The eclectic attitude continues at lunchtime, with sandwiches and panini, fresh seafood items, and salads. The standout is house-cured Tasmanian sea trout with rice crackers, wasabi peas, chives, and watermelon radish ($14), a stunningly arranged dish that may be the most beautiful plate in L.A. The fish is surrounded by colorful confetti of things that go crunch, and it’s beautiful and delicious. I’ve also enjoyed the potato-leek soup with manila clams and bacon ($12), a rich, warming chowder that balances seafood tang and onion sharpness, and I appreciated a panini of Spanish cheese, scallions, chorizo, and piquillo pepper ($14).

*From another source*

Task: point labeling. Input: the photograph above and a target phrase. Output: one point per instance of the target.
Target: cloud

The only thing that disappointed was a French ham baguette ($12), because it was authentic, but ordinary – good ham, fresh butter, and a nice baguette, but something I could have had anywhere. The freshly made Yukon Gold potato chips that came with it were a consolation, but there are more interesting things on this menu.

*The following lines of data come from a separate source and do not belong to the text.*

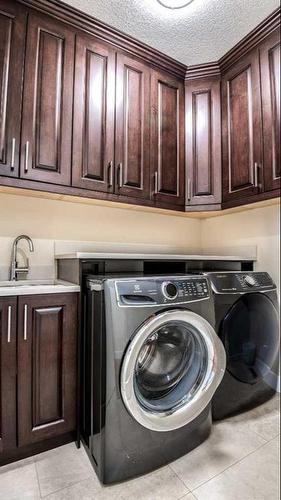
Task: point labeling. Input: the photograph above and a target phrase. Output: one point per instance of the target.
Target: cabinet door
(47, 101)
(93, 126)
(47, 336)
(8, 372)
(132, 128)
(203, 142)
(241, 108)
(12, 42)
(270, 85)
(168, 176)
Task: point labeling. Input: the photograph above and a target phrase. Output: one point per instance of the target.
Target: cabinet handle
(155, 183)
(25, 323)
(120, 175)
(110, 174)
(13, 153)
(26, 156)
(256, 175)
(9, 324)
(189, 194)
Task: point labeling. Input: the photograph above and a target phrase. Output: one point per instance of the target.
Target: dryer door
(171, 370)
(250, 334)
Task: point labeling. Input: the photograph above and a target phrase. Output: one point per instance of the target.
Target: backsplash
(42, 261)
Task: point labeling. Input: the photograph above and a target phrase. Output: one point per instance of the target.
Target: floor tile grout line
(232, 465)
(65, 487)
(186, 487)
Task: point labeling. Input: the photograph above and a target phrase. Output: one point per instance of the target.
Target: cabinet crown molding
(249, 42)
(78, 19)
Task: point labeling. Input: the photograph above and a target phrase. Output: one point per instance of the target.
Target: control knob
(170, 290)
(250, 281)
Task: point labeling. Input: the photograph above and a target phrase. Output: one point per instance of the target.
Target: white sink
(31, 287)
(16, 284)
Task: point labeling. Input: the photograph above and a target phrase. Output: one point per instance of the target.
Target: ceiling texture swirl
(201, 32)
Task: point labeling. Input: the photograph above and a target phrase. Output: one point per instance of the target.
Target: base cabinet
(8, 373)
(38, 391)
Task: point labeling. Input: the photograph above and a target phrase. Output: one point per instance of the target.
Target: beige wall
(60, 220)
(108, 227)
(258, 227)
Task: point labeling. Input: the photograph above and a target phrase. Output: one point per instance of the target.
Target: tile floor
(238, 461)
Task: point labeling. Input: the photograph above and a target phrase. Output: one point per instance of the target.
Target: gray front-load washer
(150, 366)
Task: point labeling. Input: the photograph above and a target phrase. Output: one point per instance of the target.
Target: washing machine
(151, 363)
(247, 322)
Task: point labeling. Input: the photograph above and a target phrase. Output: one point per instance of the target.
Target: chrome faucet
(15, 270)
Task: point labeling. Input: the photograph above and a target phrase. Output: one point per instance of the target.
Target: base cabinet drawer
(38, 368)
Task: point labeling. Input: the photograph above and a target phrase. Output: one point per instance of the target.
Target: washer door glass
(250, 333)
(171, 366)
(171, 369)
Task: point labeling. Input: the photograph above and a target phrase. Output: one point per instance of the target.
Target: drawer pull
(25, 323)
(26, 156)
(9, 324)
(13, 153)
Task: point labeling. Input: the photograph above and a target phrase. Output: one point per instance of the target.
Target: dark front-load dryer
(151, 364)
(247, 322)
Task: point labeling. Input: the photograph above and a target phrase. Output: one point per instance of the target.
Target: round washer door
(171, 370)
(250, 334)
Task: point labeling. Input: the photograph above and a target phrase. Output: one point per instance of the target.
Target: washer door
(171, 370)
(250, 334)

As I relaxed with a cup of orange zested cappuccino (tasty and not as bizarre as the “liquid tiramisu” or “jelly doughnut in a cup”), I was sure that I had just enjoyed the best breakfast in miles – and I was in Silver Lake, so that means something. LA Mill started serving dinner two weeks ago, and I’ll return to try it, because an establishment that can transform breakfast like this is capable of anything.